La CFDT qui ne fait pas partie de l'intersyndicale a de son côté indiqué dans un communiqué qu'elle avait « décidé de participer aux boycotts de toutes les instances ou réunions sur ces 3 sites », réclamant « des positions claires sur l'avenir de ces 3 sites ».
Michelin « comprend l'inquiétude exprimée par les salariés des sites et les organisations syndicales », souligne l'entreprise dans une réponse écrite. « C'est la raison pour laquelle, le groupe examine avec beaucoup d'attention les demandes du CSEC et des organisations syndicales et continue d'étudier des solutions pour maintenir le dialogue social, cher à Michelin », poursuit-elle.
Pour rappel, l'intersyndicale avait déclenché en juin un droit d'alerte sur la situation des usines de Cholet (Maine-et-Loire, 960 salariés), Vannes (Morbihan, 299 salariés) et Joué-les-Tours (Indre-et-Loire, 155 salariés) qui fabriquent des produits semi-finis et des pneus, et dont l'activité est en baisse.

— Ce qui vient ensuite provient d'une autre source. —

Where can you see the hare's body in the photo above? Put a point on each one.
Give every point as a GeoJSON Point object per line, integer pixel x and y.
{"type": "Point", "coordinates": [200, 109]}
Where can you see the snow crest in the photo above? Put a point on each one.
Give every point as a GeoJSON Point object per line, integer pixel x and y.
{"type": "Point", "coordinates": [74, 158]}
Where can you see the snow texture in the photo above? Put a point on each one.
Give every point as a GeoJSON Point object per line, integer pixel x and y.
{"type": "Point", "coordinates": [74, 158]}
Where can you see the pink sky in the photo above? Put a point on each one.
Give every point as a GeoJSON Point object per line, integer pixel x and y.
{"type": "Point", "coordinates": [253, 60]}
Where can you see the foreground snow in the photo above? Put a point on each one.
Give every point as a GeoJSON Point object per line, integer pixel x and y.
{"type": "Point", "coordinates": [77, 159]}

Le 9 octobre, lors d'un CSEC extraordinaire, elle avait annoncé saisir dans le cadre de ce droit d'alerte le président du groupe Florent Menegaux. Le même jour, un rapport du cabinet Secafi sur la situation des trois sites a été présenté. Il précise que l'usine de Vannes a perdu 40% de sa production entre 2021 et 2025, que celle de Cholet connaîtrait la même diminution entre 2019 et 2025, et que Joué-lès-Tours a perdu plus de la moitié de sa production de tissus depuis 2017.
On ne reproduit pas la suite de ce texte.